In the struggle against Covid-19, medical research constitutes an essential tool in finding new treatments and developing vaccines. In order to promote medical research in times of social distancing and to minimize unnecessary contact, the Ministry of Health (MOH) recently published a procedure concerning digitization of the informed consent process (hereinafter: the procedure).
This procedure follows guidance that the MOH published earlier this year concerning medical research in times of Covid-19. In this guidance the MOH enabled, for the meantime, transfer of the experimental drug directly to the subject’s home and treatment of a subject in his/her own house, including monitoring the subject's indexes from afar when medically appropriate (for example, MOH’s letter from March 2020 concerning the conduct of medical research amidst Covid-19). This is the first procedure which fully and formally addresses the digitization of the informed consent process.
The procedure applies to subjects of clinical trials who are adults and are competent to provide consent.

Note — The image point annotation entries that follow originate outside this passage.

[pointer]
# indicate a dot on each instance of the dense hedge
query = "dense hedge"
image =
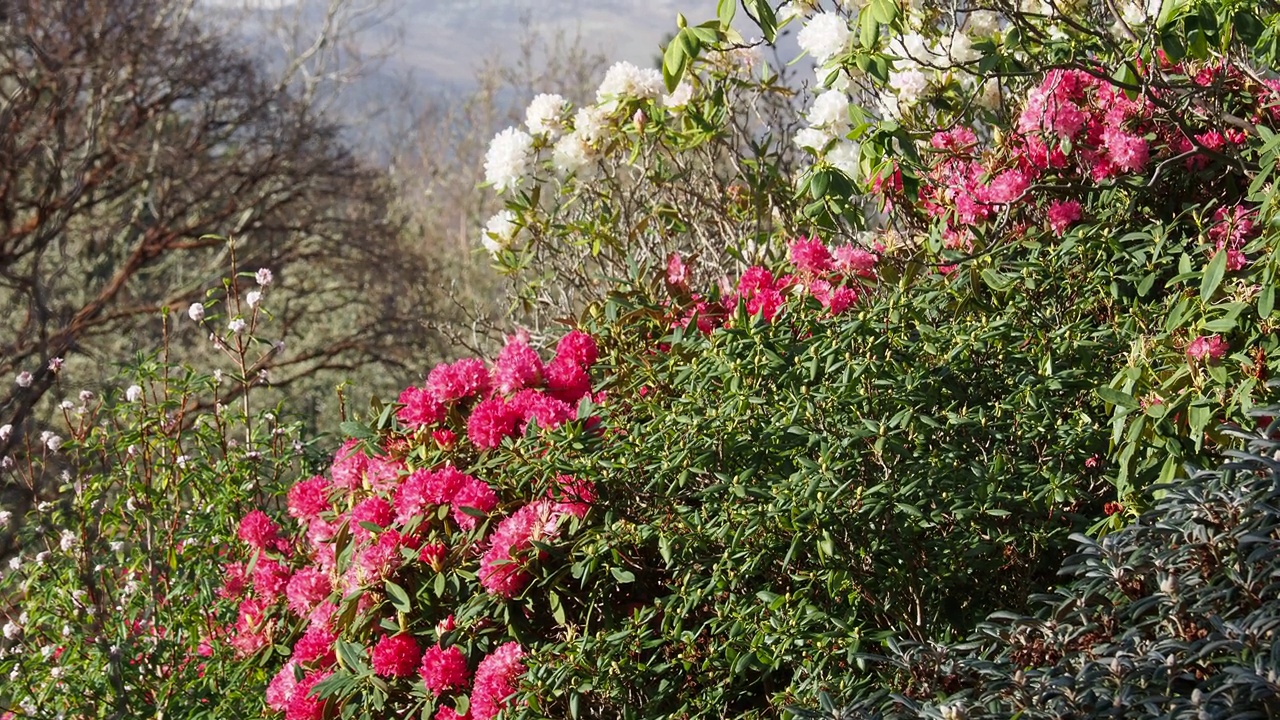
(1175, 615)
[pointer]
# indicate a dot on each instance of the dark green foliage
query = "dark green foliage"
(1171, 616)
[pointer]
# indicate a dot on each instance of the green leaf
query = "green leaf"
(725, 10)
(1112, 396)
(1214, 276)
(398, 597)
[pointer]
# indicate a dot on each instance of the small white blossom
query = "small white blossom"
(508, 158)
(824, 36)
(499, 232)
(625, 80)
(545, 114)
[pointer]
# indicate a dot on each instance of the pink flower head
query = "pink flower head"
(502, 568)
(579, 347)
(490, 422)
(306, 589)
(1207, 347)
(496, 680)
(233, 580)
(519, 365)
(396, 656)
(304, 705)
(855, 260)
(269, 578)
(465, 378)
(370, 510)
(1063, 214)
(315, 646)
(1125, 151)
(309, 499)
(444, 669)
(567, 379)
(475, 495)
(420, 409)
(809, 255)
(433, 554)
(280, 689)
(257, 531)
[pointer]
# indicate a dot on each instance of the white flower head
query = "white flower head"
(844, 156)
(824, 36)
(625, 80)
(680, 98)
(830, 110)
(508, 158)
(590, 124)
(499, 232)
(545, 114)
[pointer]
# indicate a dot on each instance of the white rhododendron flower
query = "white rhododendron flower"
(824, 36)
(625, 80)
(507, 162)
(545, 114)
(590, 123)
(830, 110)
(680, 96)
(498, 232)
(571, 154)
(812, 139)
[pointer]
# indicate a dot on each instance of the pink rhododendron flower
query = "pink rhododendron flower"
(269, 578)
(462, 379)
(306, 589)
(1207, 347)
(257, 531)
(370, 510)
(420, 408)
(502, 569)
(396, 656)
(475, 495)
(309, 499)
(444, 669)
(496, 680)
(304, 705)
(1063, 214)
(280, 689)
(233, 580)
(856, 260)
(577, 347)
(517, 367)
(809, 255)
(490, 422)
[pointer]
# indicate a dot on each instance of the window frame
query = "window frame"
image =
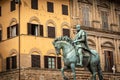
(12, 5)
(34, 4)
(10, 31)
(64, 9)
(40, 29)
(57, 62)
(51, 29)
(11, 62)
(50, 7)
(36, 58)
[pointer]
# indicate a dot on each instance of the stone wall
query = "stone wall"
(51, 74)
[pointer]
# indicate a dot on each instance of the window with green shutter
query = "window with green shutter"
(35, 61)
(64, 9)
(50, 7)
(34, 4)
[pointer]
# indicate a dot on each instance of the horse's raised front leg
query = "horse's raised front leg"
(94, 72)
(62, 70)
(73, 70)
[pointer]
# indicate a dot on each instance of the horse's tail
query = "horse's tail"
(100, 74)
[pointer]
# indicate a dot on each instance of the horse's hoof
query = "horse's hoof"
(65, 78)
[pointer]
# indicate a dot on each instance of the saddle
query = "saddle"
(86, 58)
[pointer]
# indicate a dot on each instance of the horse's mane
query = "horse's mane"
(63, 38)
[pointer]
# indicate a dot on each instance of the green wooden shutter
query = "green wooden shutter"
(59, 62)
(46, 61)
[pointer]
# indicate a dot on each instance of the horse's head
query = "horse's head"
(59, 43)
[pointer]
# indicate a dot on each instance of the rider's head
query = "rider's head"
(78, 28)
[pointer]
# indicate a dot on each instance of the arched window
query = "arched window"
(51, 29)
(91, 44)
(11, 61)
(85, 14)
(12, 30)
(51, 61)
(66, 31)
(34, 27)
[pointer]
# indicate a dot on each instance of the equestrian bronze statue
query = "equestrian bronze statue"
(76, 53)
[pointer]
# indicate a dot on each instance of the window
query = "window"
(51, 32)
(64, 9)
(50, 62)
(119, 20)
(35, 60)
(11, 62)
(34, 4)
(12, 5)
(12, 31)
(85, 14)
(0, 35)
(35, 29)
(109, 62)
(104, 17)
(50, 7)
(66, 32)
(0, 11)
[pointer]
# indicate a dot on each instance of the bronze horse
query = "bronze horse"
(92, 62)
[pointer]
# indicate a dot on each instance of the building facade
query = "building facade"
(28, 28)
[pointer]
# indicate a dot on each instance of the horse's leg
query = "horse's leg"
(62, 70)
(73, 70)
(93, 69)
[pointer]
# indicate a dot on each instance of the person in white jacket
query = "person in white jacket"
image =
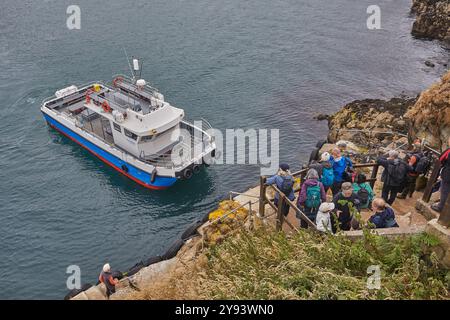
(323, 218)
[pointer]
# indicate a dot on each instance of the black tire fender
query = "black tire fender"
(205, 218)
(314, 155)
(72, 293)
(173, 249)
(191, 230)
(154, 172)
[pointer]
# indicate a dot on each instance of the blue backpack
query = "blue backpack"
(327, 176)
(313, 197)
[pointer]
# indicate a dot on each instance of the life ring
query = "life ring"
(187, 174)
(196, 169)
(88, 95)
(106, 107)
(116, 81)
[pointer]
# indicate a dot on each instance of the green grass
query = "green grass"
(267, 265)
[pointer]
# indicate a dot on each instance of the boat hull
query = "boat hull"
(139, 176)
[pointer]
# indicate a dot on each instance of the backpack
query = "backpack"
(363, 195)
(313, 197)
(423, 164)
(287, 185)
(327, 176)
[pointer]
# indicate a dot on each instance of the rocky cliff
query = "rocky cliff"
(432, 19)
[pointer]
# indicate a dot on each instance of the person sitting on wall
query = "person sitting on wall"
(285, 183)
(325, 170)
(311, 195)
(107, 279)
(445, 179)
(394, 175)
(384, 216)
(363, 190)
(415, 161)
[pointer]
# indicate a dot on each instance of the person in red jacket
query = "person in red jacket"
(107, 279)
(445, 179)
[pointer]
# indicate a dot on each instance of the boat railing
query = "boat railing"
(190, 144)
(147, 88)
(82, 88)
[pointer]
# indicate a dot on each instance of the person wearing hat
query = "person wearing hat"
(285, 183)
(323, 218)
(311, 195)
(107, 279)
(325, 170)
(444, 158)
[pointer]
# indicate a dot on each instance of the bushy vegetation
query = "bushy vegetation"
(264, 264)
(269, 265)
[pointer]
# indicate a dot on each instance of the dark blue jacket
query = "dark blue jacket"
(339, 168)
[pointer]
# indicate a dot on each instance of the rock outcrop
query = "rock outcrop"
(429, 118)
(432, 19)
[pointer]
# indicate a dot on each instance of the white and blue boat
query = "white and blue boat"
(129, 126)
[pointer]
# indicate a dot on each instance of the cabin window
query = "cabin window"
(117, 127)
(146, 138)
(130, 134)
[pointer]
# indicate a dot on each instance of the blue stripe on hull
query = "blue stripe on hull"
(133, 172)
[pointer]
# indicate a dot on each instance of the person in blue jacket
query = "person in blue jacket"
(341, 167)
(285, 183)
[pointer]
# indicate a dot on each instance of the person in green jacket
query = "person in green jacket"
(363, 190)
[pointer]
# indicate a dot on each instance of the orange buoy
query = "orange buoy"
(106, 107)
(88, 95)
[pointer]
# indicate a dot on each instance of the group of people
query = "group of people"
(352, 192)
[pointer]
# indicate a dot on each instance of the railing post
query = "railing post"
(262, 195)
(374, 175)
(431, 181)
(444, 217)
(280, 215)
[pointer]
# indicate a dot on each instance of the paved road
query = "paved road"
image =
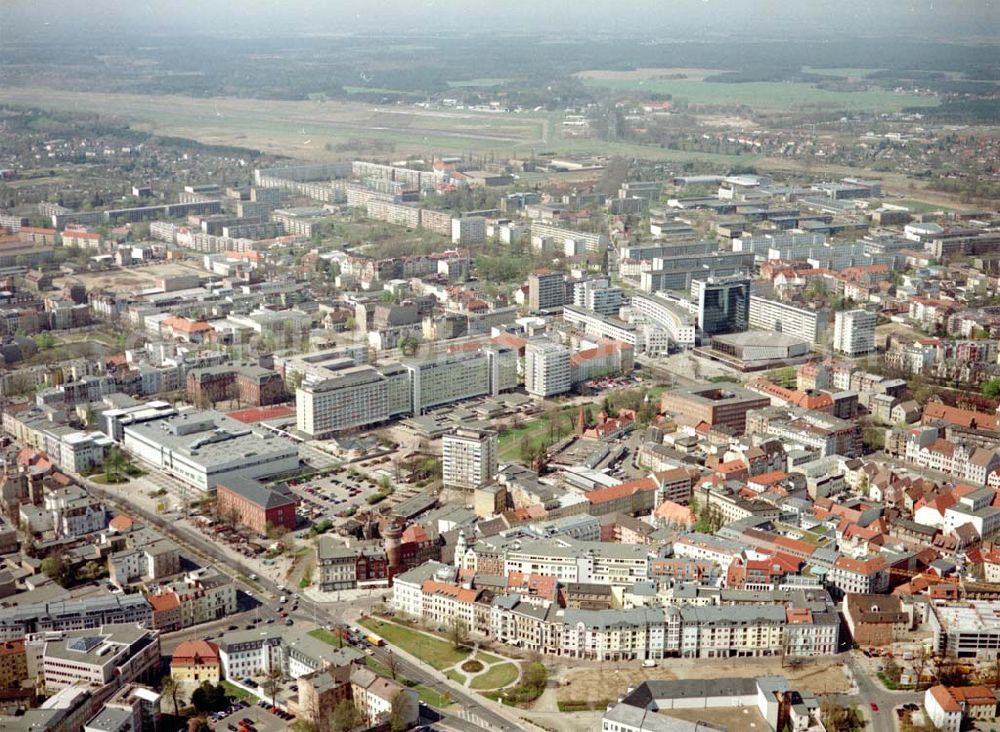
(871, 690)
(477, 714)
(481, 716)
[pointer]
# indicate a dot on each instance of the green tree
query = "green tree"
(272, 682)
(345, 716)
(458, 633)
(403, 710)
(114, 465)
(57, 569)
(169, 689)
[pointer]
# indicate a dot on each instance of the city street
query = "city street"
(479, 714)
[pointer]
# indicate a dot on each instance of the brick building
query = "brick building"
(875, 620)
(211, 384)
(259, 387)
(255, 506)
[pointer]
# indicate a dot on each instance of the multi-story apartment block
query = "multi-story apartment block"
(801, 322)
(860, 576)
(547, 369)
(854, 332)
(679, 325)
(546, 290)
(469, 457)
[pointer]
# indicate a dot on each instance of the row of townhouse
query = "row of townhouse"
(629, 634)
(926, 448)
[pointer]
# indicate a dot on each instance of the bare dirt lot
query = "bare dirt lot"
(133, 278)
(598, 685)
(820, 676)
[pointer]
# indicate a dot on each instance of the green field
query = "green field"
(769, 95)
(438, 653)
(485, 81)
(846, 72)
(301, 129)
(498, 676)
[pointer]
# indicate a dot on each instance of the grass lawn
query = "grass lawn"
(234, 692)
(325, 635)
(439, 654)
(502, 675)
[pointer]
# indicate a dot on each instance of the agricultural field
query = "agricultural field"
(304, 129)
(780, 96)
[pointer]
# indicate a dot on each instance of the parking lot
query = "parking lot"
(260, 717)
(333, 495)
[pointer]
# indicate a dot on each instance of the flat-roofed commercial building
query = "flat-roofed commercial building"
(783, 317)
(724, 406)
(121, 653)
(204, 448)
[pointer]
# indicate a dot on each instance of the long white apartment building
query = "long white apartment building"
(448, 378)
(644, 336)
(569, 560)
(795, 320)
(581, 241)
(675, 271)
(355, 396)
(854, 332)
(679, 324)
(547, 369)
(788, 243)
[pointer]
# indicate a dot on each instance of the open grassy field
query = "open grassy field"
(301, 129)
(503, 675)
(437, 653)
(847, 72)
(768, 95)
(482, 82)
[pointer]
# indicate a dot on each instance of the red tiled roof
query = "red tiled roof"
(259, 414)
(613, 493)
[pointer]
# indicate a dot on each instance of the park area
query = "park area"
(438, 653)
(690, 86)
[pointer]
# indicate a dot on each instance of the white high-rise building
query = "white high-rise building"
(469, 457)
(854, 332)
(546, 369)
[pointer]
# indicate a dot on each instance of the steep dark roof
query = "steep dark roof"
(257, 493)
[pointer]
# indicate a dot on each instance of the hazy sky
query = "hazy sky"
(644, 18)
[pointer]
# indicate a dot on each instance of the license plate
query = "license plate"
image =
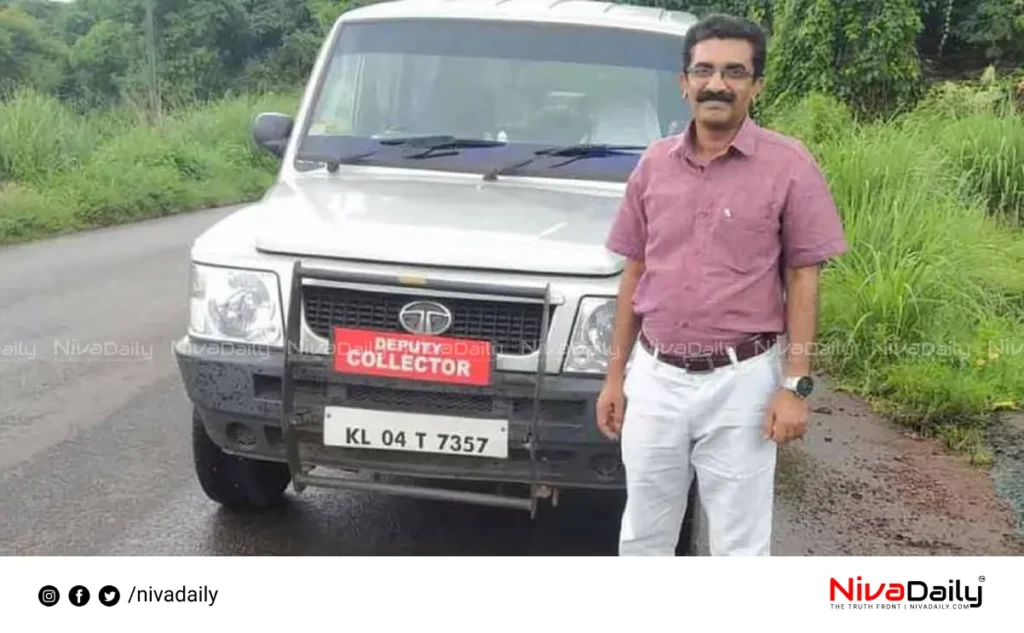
(391, 354)
(387, 430)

The procedure determines the principles governing informed consent, as follows:
The Helsinki Committee is responsible for examining the informed consent process, including the means chosen for signing the informed consent form. It is also responsible for ensuring that the informed consent process is appropriately adapted to the different subjects, and that the investigators undergo proper training.
The investigator is responsible for fulfilling the informed consent process requirements. The investigator is required to provide explanations appropriate to the subjects, to specify how the explantation has been provided digitally in the informed consent form, and to verify that the subject understands the explanations. The subject must be able to ask questions during the informed consent process.
The procedure explains that the purpose of the signature requirement on an informed consent form is to ensure free and willing consent, to verify the subject’s identity, to record his/her consent, the time of consent and to serve as evidence that the form was not altered following the subject's signature.
Accordingly, the procedure enables the digital signing of an informed consent form, according to the Digital Signature Law, and in accordance with certain conditions detailed in the procedure. The procedure further details different measures of identification, grading them by strength of identification.
The procedure requires that the use of digital means in obtaining informed consent will be subject to risk management analysis. As the risks of clinical trials are greater, the safety measures to ensure informed consent should be more meaningful. For example, in a clinical trial that involves high risk, meaningful means, that the investigators are required to make sure the subject understands the information (e.g. by asking him/her questions to verify understanding). Also, when risks are greater, the means to verify the identification of the subject should be more demanding.
The procedure requires implementing data protection safeguards according to the Privacy Act and sets other requirements, such as non-disclosure of subjects’ identity to the clincial trial's sponsor.
Receiving informed consent for research through digital means is not the ideal way to obtain consent. However, when this is necessary, the procedure outlines the relevant requirements.
The information in this update is based on the MOH procedure in Hebrew, which can be found here.
This update is informative only and should not be treated as legal advice or legal opinion.